The Burgundy wine region, since it doesn't border any seas or oceans, is considered to have continental weather. Just like many parts of the United States, Burgundy has cold winters and hot summers. However, Burgundy has lots of rainfall during the summer heat, whereas the U.S. tends to have drier summers. The land region used to be an ocean floor millions of years ago -- therefore the soil tends to be dominated by limestone, clay and chalk. The six most distinct regions within Burgundy are, from north to south:
- The Cote de Nuits
- The Cote de Beaune
- The Cote Chalonnaise
- The Maconnais
Each region has a different positioning on the land and therefore comprises a difference in its set of elements that affect making a quality wine, including soil and other land conditions, climate and sun exposure. The French call this multi-faceted, micro-climate a terroir. The philosophy of the terroir system posits that even though two wines are created from the same grapes, if those grapes are grown in different areas -- even in neighboring vineyards -- the resulting wines could be very different from each other. Even subtle differences in soil composition or terrain can affect the taste of the grapes, and hence, the wine produced [source: Cannavan].
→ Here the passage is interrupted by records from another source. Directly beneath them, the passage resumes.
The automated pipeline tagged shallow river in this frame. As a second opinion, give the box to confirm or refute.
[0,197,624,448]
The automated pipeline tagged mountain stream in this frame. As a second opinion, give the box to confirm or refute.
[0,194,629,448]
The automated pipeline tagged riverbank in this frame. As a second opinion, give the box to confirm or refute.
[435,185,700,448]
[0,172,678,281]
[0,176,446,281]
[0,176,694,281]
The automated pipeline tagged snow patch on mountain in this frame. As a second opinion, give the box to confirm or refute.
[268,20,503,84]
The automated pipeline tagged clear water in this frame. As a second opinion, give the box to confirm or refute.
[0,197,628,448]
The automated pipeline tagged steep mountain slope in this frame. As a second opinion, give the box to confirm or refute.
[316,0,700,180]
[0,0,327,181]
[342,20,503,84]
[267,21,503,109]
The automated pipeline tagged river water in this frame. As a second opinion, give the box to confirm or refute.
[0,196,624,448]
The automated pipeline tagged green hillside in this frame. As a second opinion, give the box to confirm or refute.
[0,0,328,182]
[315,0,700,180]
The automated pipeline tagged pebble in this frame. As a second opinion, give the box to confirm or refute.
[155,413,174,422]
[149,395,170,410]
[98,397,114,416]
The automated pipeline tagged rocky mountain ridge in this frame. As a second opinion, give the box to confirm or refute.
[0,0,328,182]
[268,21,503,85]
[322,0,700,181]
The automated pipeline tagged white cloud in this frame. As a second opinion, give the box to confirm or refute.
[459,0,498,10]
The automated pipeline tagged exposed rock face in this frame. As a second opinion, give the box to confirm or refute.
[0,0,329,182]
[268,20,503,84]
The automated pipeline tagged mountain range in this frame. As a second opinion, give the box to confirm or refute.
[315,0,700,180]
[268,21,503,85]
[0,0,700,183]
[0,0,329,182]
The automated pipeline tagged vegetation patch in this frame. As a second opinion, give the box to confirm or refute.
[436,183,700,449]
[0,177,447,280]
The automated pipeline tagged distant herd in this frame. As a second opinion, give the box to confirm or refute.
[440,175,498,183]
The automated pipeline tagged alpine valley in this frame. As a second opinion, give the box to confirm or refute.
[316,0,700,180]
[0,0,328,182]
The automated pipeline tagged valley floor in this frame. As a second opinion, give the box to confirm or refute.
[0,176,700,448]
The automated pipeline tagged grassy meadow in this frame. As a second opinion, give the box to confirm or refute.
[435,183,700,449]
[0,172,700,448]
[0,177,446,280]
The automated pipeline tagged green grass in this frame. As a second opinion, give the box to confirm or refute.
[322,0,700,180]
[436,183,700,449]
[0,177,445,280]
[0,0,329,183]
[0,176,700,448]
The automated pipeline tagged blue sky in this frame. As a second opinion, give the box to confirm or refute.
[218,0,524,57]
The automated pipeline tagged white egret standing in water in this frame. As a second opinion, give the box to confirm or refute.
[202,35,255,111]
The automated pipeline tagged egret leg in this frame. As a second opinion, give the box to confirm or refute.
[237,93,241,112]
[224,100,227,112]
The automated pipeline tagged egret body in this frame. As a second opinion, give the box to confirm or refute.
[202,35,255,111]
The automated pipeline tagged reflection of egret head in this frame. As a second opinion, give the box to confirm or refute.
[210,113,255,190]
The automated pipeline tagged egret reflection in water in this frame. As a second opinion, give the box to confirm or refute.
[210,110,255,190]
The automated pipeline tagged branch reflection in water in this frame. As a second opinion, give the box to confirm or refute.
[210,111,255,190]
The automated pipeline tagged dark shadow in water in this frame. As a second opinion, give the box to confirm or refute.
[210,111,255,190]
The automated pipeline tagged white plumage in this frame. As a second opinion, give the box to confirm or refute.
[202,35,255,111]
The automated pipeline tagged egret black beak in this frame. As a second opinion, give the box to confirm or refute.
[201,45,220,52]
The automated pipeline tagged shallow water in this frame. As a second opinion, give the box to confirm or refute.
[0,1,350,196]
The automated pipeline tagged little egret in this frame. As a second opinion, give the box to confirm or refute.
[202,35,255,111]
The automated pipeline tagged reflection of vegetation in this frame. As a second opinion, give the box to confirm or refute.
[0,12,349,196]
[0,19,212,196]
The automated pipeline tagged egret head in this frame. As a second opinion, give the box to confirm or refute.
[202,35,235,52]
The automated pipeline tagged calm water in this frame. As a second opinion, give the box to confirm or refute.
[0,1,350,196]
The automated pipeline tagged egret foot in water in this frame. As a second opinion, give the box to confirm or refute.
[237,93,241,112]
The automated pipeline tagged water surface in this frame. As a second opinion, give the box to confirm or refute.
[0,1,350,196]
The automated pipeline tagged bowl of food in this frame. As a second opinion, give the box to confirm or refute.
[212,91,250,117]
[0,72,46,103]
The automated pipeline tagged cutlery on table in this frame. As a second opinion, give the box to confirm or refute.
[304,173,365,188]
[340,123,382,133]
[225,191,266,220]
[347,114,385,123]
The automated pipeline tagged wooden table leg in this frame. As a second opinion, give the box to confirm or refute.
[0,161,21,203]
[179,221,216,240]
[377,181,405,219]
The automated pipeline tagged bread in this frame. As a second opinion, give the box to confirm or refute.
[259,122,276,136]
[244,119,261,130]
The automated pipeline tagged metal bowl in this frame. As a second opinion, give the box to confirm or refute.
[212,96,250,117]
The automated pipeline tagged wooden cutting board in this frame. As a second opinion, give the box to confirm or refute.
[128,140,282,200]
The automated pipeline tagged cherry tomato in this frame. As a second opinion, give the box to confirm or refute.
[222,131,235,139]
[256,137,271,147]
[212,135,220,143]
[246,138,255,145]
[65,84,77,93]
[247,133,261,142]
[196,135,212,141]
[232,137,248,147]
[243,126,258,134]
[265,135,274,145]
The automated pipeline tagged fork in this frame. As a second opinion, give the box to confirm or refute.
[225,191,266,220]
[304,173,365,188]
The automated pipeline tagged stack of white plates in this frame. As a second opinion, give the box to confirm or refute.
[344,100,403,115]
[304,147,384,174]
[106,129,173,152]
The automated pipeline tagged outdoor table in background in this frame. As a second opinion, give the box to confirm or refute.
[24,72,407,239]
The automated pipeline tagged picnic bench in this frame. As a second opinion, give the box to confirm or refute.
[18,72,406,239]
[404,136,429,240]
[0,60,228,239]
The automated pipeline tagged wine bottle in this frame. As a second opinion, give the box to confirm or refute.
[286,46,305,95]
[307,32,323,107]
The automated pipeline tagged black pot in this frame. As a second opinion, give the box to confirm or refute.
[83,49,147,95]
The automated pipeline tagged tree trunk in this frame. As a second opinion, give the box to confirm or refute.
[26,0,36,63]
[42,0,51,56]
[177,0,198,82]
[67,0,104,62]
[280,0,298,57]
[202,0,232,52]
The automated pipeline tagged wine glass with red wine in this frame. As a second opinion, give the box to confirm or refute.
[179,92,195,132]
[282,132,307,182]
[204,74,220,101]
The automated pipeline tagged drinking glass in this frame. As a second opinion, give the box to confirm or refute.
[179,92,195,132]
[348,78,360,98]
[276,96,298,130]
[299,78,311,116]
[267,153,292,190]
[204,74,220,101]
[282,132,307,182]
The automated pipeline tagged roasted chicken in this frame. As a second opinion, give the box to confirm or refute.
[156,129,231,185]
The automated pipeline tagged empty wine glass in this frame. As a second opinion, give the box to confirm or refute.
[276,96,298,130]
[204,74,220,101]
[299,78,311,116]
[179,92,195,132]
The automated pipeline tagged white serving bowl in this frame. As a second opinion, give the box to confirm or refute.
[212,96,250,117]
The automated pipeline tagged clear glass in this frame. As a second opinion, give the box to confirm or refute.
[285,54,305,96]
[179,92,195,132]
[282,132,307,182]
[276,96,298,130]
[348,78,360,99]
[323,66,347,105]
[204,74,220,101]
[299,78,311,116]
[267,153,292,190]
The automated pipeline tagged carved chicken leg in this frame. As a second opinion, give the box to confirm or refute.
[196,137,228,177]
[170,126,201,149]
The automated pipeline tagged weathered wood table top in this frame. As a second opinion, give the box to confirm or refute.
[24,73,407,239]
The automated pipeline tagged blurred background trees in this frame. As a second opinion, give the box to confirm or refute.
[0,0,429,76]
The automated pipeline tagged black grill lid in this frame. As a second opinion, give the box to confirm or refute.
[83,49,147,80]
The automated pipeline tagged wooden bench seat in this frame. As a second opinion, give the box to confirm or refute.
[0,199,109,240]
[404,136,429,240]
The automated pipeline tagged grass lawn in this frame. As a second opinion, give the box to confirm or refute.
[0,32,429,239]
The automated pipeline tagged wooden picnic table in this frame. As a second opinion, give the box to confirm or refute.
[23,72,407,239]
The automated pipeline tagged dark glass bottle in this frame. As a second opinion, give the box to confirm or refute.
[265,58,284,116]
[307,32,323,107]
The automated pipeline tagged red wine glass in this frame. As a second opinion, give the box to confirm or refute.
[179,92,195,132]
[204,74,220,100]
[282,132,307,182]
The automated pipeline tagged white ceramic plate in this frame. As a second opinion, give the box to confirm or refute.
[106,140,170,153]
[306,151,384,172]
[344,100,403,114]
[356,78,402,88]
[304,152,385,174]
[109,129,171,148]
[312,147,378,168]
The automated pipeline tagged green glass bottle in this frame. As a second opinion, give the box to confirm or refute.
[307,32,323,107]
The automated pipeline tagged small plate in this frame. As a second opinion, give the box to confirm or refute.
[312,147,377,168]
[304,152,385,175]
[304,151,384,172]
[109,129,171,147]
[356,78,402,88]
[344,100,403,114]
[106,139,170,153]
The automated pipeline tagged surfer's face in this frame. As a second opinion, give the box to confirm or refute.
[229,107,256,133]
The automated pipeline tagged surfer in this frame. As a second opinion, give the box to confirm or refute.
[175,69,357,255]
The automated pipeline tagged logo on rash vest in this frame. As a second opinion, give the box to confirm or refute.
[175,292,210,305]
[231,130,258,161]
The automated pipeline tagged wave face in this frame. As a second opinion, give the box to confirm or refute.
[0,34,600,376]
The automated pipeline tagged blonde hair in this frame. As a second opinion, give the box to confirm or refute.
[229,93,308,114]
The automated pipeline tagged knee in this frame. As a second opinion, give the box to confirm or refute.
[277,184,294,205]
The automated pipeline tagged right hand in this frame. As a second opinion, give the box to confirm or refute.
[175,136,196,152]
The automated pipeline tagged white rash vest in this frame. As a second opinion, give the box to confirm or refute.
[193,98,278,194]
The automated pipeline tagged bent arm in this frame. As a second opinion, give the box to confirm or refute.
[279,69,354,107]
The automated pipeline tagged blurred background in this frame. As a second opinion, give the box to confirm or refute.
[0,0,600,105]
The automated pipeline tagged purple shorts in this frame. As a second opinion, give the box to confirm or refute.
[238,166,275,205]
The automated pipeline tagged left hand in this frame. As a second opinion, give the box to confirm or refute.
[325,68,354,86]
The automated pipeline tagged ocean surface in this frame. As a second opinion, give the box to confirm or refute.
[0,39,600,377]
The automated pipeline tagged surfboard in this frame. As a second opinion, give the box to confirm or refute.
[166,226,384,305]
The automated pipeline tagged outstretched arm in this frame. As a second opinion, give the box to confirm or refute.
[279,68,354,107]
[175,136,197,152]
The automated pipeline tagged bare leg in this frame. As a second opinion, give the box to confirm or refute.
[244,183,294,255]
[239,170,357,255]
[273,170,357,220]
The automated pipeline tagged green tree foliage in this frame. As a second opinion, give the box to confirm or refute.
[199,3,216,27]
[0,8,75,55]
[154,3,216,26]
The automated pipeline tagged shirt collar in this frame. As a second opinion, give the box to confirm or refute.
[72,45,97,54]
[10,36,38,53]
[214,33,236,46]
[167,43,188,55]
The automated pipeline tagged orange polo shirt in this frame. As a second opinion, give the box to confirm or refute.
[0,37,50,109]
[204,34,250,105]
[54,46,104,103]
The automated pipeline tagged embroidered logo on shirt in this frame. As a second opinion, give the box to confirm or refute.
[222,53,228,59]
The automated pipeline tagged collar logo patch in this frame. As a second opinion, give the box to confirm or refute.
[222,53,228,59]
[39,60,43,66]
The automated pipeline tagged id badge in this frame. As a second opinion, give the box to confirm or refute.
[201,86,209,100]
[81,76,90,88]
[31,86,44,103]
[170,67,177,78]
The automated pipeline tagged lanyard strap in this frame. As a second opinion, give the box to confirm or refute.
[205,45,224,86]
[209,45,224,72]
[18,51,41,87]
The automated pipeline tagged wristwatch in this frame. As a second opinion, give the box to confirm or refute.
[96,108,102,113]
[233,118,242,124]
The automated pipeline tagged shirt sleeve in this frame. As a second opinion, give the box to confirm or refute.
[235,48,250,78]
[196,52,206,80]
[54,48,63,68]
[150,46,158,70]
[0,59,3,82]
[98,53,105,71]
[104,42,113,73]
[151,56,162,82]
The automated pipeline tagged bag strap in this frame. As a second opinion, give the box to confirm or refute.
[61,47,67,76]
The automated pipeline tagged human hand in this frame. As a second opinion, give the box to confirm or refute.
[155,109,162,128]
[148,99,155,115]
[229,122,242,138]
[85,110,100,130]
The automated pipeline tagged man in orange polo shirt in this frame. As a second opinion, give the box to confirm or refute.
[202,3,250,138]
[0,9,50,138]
The Chablis region, the northernmost region in Burgundy, often has trouble with temperatures. Summer days are too long and approaching winter days expose the plants to frost. In order to combat the potential harm of extreme temperatures, growers have experimented with windmills, sprinklers and heaters [source: Sonkin].
Aside from temperature considerations and other key elements of a terroir, the growers of Burgundy are concerned with other aspects of viticulture. Selecting the right type of grape, adhering to pruning techniques tailored to area conditions and making sure to choose the best location for the grapes in the soil are all important [source: Burgundy Wines].